Looking ahead of economic news, tomorrow we’ll see July’s Factory Orders, on Thursday Initial Jobless Claims, 2Q Revised Productivity & Labor Costs, and then on Friday we have Nonfarm Payrolls and the Unemployment data. As I type this the 10-yr stands at 3.86%, and 30-yr mortgage prices are worse by roughly .375 in price versus Friday’s closing levels. This translates into about .125% in rates for consumers.

Investor news
Chase announced two changes to their agency product offerings: Acceptability of DU recommendations on Agency jumbo transactions, and a new policy for determining the representative FICO on Conventional Agency loans. Effective yesterday, Chase will accept a DU Recommendation on Agency Jumbo Fixed and Agency Jumbo 5/1 Amortizing ARM transactions. And for Chase, beginning October 1, all Agency Jumbo Fixed and Agency Jumbo 5/1 Amortizing ARM transactions, excluding co-ops and 2-unit properties, must receive a DU Approve/Eligible recommendation. Manual underwriting will no longer be an eligible underwriting option for the Fannie Mae Market Types and Property Types addressed in this communication. ­­­Remember that DU/DO will not approve any Agency Jumbo loan with a DTI over 45%. The max of 45% is a hard guideline that has been built into DU. DU/DO may still return findings asking for limited documentation on employment and/or income, such as only 1 pay stub for a wage earner or 1 year 1040’s for a self-employed borrower, and these findings may be followed.

Businesses are springing up to help borrowers with their modification process. Some seem a little more “above board” than others, for example this loan modification firm looks pretty good.

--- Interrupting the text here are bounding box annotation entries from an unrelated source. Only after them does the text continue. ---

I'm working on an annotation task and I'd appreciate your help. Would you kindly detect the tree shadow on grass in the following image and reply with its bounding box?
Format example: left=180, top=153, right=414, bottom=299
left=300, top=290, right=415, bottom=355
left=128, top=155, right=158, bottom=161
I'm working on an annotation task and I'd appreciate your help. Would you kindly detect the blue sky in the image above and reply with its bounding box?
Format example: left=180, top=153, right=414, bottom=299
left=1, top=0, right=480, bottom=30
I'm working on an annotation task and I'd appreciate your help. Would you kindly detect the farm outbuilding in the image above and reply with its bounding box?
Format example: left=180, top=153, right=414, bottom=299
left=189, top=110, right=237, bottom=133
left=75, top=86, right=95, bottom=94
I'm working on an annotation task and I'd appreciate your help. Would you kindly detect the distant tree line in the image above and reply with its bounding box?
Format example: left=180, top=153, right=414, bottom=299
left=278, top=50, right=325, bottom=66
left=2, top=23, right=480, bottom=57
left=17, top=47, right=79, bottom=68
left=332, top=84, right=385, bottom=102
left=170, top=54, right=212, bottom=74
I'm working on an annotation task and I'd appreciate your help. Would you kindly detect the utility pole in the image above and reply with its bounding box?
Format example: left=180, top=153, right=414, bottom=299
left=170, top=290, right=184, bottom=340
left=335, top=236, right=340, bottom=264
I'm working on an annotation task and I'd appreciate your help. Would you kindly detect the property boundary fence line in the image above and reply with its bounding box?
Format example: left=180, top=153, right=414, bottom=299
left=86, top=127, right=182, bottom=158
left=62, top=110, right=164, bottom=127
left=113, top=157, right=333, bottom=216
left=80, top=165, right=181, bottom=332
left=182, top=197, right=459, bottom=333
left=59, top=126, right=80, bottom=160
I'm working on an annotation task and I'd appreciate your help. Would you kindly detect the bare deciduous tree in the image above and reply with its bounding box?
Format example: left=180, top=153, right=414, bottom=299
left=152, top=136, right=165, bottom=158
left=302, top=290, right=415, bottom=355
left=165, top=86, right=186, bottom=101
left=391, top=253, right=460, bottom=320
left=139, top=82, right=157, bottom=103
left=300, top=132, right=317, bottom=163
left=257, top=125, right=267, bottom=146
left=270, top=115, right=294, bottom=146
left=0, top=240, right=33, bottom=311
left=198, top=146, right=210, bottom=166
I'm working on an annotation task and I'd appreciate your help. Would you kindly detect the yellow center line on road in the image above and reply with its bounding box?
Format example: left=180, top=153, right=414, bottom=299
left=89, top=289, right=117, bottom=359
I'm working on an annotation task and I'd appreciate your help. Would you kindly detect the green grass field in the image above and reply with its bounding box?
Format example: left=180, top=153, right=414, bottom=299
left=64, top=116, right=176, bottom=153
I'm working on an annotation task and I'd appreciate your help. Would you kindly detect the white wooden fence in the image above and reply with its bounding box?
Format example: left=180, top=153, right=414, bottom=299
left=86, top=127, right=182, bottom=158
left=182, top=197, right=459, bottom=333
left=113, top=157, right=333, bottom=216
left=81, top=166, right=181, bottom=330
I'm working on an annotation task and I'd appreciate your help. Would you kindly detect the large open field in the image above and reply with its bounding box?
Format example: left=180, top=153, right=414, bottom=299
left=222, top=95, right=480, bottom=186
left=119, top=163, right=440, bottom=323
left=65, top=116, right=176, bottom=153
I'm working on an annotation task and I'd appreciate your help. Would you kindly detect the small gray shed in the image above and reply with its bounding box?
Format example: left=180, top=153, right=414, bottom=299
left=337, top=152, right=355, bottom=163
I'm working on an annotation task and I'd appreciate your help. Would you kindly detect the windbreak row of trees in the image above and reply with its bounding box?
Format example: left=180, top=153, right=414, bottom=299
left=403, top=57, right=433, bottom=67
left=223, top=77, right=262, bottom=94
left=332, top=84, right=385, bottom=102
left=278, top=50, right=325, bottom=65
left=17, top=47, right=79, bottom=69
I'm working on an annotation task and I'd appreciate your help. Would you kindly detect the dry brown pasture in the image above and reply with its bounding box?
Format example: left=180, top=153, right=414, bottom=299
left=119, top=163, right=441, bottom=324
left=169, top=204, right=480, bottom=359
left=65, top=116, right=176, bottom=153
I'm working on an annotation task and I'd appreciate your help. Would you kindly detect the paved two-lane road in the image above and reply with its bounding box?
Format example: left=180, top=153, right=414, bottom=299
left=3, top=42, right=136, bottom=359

If you think that FHASecure is the way to go, you may want to reconsider. According to an article in Forbes, data from FHA (which oversees FHASecure) shows that the number of delinquent borrowers helped by the program is only 4,000. Since September ’07, only 1.2% of the loans refinanced by the FHA were made to borrowers in default, far below what the government had forecast. So far this year the FHA refinanced over 324 thousand loans so far this year. FHASecure, however, is very restrictive, and has some serious price hits by investors. Only borrowers with adjustable-rate mortgages who were less than 90 days delinquent on their payments could apply, and lenders had to prove borrowers were in arrears due to ARM resets, though there are many other factors pushing them into default.

Joke of the day
After having dug to a depth of 10 feet last year, New York scientists found traces of copper wire dating back 100 years and came to the conclusion, that their ancestors already had a telephone network more than 100 years ago.
Not to be out done by the New Yorkers, in the weeks that followed, in California an archaeologist dug to a depth of 20 feet, and shortly after, headlines in the LA Times newspaper read: “California archaeologists have found traces of 200 year old copper wire and have concluded that their ancestors already had an advanced high-tech communications network a hundred years earlier than the New Yorkers.”
One week later, The News and Observer, a local newspaper in North Carolina, reported the following: “After digging as deep as 30 feet in his pasture near Beech Grove, Wake County, North Carolina , Bubba Mitchell, a self-taught archaeologist, reported that he found absolutely nothing. Bubba has therefore concluded that 300 years ago, North Carolina had already gone wireless.”